論文参考訳（メタデータ） (2024-10-08T17:59:03Z)
Intrinsic User-Centric Interpretability through Global Mixture of Experts [31.738009841932374]
InterpretCCは、人間の理解の容易さと忠実さの説明を最適化する、本質的に解釈可能なニューラルネットワークのファミリーである。本報告では,InterpretCCの説明は,他の本質的な解釈可能なアプローチよりも,行動性や有用性が高いことを示す。
論文参考訳（メタデータ） (2024-02-05T11:55:50Z)
DualFair: Fair Representation Learning at Both Group and Individual Levels via Contrastive Self-supervision [73.80009454050858]
この研究は、DualFairと呼ばれる自己教師型モデルを提示し、学習された表現から性別や人種などのセンシティブな属性をデバイアスすることができる。我々のモデルは、グループフェアネスと対実フェアネスという2つのフェアネス基準を共同で最適化する。
論文参考訳（メタデータ） (2023-03-15T07:13:54Z)
Exploring the Trade-off between Plausibility, Change Intensity and Adversarial Power in Counterfactual Explanations using Multi-objective Optimization [73.89239820192894]
自動対物生成は、生成した対物インスタンスのいくつかの側面を考慮すべきである。
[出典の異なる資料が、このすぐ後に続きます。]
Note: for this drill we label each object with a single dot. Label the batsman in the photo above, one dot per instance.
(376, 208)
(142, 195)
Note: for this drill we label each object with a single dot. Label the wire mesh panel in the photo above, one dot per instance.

本稿では, 対実例生成のための新しい枠組みを提案する。
論文参考訳（メタデータ） (2022-05-20T15:02:53Z)
DoLFIn: Distributions over Latent Features for Interpretability [8.807587076209568]
ニューラルネットワークモデルにおける解釈可能性を実現するための新しい戦略を提案する。我々のアプローチは、確率を中心量として使う成功に基づいている。 DoLFInは解釈可能なソリューションを提供するだけでなく、古典的なCNNやBiLSTMテキスト分類よりも若干優れています。
論文参考訳（メタデータ） (2020-11-10T18:32:53Z)
Learning What Makes a Difference from Counterfactual Examples and Gradient Supervision [57.14468881854616]
ニューラルネットワークの一般化能力を改善するための補助的学習目標を提案する。我々は、異なるラベルを持つ最小差の例のペア、すなわち反ファクトまたはコントラストの例を使用し、タスクの根底にある因果構造を示す信号を与える。このテクニックで訓練されたモデルは、配布外テストセットのパフォーマンスを向上させる。
論文参考訳（メタデータ） (2020-04-20T02:47:49Z)

関連論文リストは本サイト内にある論文のタイトル・アブストラクトから自動的に作成しています。

指定された論文の情報です。
本サイトの運営者は本サイト（すべての情報・翻訳含む）の品質を保証せず、本サイト（すべての情報・翻訳含む）を使用して発生したあらゆる結果について一切の責任を負いません。